Doomsday scenarios of El Nino ravaging the Southern California coast, pounding beachfront property and rendering the Jan. 25 Super Bowl in San Diego unplayable, make Jim Steeg, the NFL’s executive director of special events, rather testy.

“If I hear that one more time, I’m going to throw up,” Steeg says.

Much ado about something

Reporters at North Carolina basketball coach Bill Guthridge’s first post-Dean Smith press conference were puzzled by the 60-year-old rookie coach’s opening comments:

“We have decided today to withdraw the troops and no more bombing raids, and hopefully there will be peaceful coexistence among the two groups,” he said with a straight face as reporters tried to figure out what he was talking about.

Then Guthridge threw in his punch line:

“As many microphones here, you would think some world-shattering incident has happened.”

We’ve got news for him.

Soccer’s grateful dead

A company has begun offering coffins in colors of Germany’s soccer clubs, in case fans want to stay true to their favorite team even after “the final whistle,” as the company put it. The Ahorn company said it got the idea when a fan of Bayern Munich demanded that his coffin be painted in team colors.

Catch her if you can

The first time she climbed behind the wheel of a car all by herself, Cristen Powell went 158 mph in a Super Comp dragster.

The next day, Powell turned 16 and got her racing license.

A week later, she got her “real” license from the state of Oregon.

“When I got my learner’s permit to drive normally, I was just 15 and I thought that was just the best thing in the world,” said Powell, 18. “I just kept thinking, ‘I can drive a car now - that’s so cool.”’

Now she drives a 1967 black Chevrolet Camaro on the road and, oh yeah, a nitromethane-burning Top Fuel dragster with a 500-cubic-inch engine capable of producing as much as 5,500 horsepower.

But that doesn’t mean she leads a fast life.

“I do all the normal stuff - I don’t act like some weirdo superstar dragster or anything,” she said. “I go to college. I go to class. I’m kind of a dork, really.”

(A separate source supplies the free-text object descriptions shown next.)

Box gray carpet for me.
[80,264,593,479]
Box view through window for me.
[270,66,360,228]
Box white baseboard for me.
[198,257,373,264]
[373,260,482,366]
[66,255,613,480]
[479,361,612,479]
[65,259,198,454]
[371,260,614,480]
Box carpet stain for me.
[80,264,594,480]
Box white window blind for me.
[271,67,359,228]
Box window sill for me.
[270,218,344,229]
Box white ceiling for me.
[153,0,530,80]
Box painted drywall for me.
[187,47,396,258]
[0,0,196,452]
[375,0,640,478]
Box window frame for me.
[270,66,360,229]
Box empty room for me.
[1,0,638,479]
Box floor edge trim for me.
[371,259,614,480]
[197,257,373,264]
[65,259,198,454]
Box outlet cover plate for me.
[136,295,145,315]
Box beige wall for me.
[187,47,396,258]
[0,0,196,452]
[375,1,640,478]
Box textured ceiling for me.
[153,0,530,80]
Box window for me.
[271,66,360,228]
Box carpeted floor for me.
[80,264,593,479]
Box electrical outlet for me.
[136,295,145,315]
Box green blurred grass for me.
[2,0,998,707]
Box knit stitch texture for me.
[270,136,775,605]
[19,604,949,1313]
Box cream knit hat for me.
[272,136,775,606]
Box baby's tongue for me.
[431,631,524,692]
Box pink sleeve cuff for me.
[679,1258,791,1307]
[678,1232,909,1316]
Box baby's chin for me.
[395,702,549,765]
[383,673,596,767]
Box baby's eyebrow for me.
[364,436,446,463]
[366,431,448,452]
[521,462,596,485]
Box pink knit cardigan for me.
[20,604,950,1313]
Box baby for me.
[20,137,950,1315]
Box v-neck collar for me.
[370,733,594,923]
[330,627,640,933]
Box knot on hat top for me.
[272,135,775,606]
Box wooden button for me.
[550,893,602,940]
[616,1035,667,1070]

Now that’s a real team doctor

In a frenzied exhibition, Peruvian witch doctors cast spells earlier this month against Chile, Peru’s opponent in a World Cup soccer qualifying game.

“Long live Peru! Peru! Goal!” the cloaked witch doctors shouted as they spat alcohol over team photos, raised deer’s feet to ensure swift-footedness and held the claws of a condor to guarantee fighting spirit.

“Let them have cramp! Let them remain blind night and day!” they chanted, stabbing knives at a Chilean soccer shirt hung upside-down during the ceremony.

The last word …

“As for Tiger, once my tennis elbow (heals), I’ll be glad to take him to school on my miniature golf course in my front yard.”

- Shaquille O’Neal, who lives in the same community as Tiger Woods.